Common criteria of judgment: the case of “anti-racism” videotapes
January 4, 2009 Canadian Politics, Islam and the West, Political Correctness 1 CommentBy Dalwhinnie
Thanks to Girl on the Right. Original contest rules here.
The Department of Citizenship and Immigration is holding a contest for people to send a videotape whose purpose is to stop racism.
About the Racism. Stop It! National Video Competition
Your video will be judged by a jury of professionals based on:
- Effectiveness and creativity in the communication of the Racism. Stop It! message.
- Production quality. Even if your idea is brilliant, no television station participating in this initiative will be able to use it for public broadcast if your images or sound are unclear.
- Sticking to the rules. Your video must:
and so forth.
The department is to be congratulated on its very un-PC insistence that the contestants must stick by rules. No talk here of overturning the hegemony of the phallocentric western-European white rule-abindingness with various forms of feminist third-worldy unintelligible discourse. No sirree! To be judged, the contestants must submit to actual stated criteria, applicable to all.
Is it not ironic that when Canadians criticize Islamic political behaviour in Canada they do so on the same basis, that the laws of Parliament and the rules of Canadian society apply equally to everyone? Shades of the Herouxville Declaration!

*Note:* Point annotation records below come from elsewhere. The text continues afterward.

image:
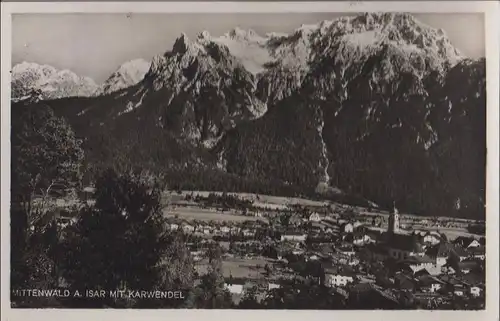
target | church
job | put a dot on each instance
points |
(400, 244)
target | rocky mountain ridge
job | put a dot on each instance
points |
(377, 105)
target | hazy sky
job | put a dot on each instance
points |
(95, 45)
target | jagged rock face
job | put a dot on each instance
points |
(382, 83)
(52, 83)
(205, 90)
(127, 75)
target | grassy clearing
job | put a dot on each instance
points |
(197, 213)
(238, 268)
(259, 200)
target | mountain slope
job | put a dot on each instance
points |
(377, 105)
(50, 82)
(127, 75)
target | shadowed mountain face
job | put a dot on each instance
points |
(377, 105)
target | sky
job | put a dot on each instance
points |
(95, 45)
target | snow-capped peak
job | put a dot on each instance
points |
(128, 74)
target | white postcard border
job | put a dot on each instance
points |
(491, 10)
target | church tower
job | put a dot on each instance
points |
(394, 220)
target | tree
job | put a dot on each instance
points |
(249, 300)
(46, 161)
(46, 156)
(211, 292)
(122, 243)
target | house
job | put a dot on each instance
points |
(374, 252)
(295, 237)
(463, 241)
(272, 286)
(356, 224)
(362, 238)
(187, 228)
(432, 238)
(404, 282)
(257, 214)
(477, 252)
(338, 278)
(248, 233)
(429, 283)
(234, 288)
(402, 246)
(474, 243)
(417, 263)
(314, 217)
(346, 250)
(442, 251)
(475, 291)
(467, 266)
(346, 228)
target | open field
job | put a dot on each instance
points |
(259, 200)
(197, 213)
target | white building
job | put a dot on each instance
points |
(314, 217)
(234, 288)
(294, 237)
(187, 228)
(339, 279)
(475, 291)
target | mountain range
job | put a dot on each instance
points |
(50, 83)
(377, 106)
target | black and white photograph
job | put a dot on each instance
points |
(248, 160)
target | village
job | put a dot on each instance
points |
(383, 255)
(387, 256)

And that they are criticized for being “racist” when they do so. Yet when actual judgments have to be made about videotapes, relatively straight-forward marking criteria have to be used in order to create a sufficiently common set of products subject to judgement. You cannot compare a haiku to a sonnet, though each are valid expressions of culture.
So I say to Citizenship and Immigration, the same process of reasoning applies to judging people as it does to judging vieotapes. There has to be agreement about common standards. And this agreement is neither racist nor wrong in any sense. Other societies might have different standards, and so be it. But this Canadian society has a standard of behaviour, which is not to be messed with for the purpose of adapting us to immigrants, but rather them to us.
The fact that this kind of contest is still being held in a Conservative regime is a sure sign that the government has not yet sufficiently purged the bureaucracy.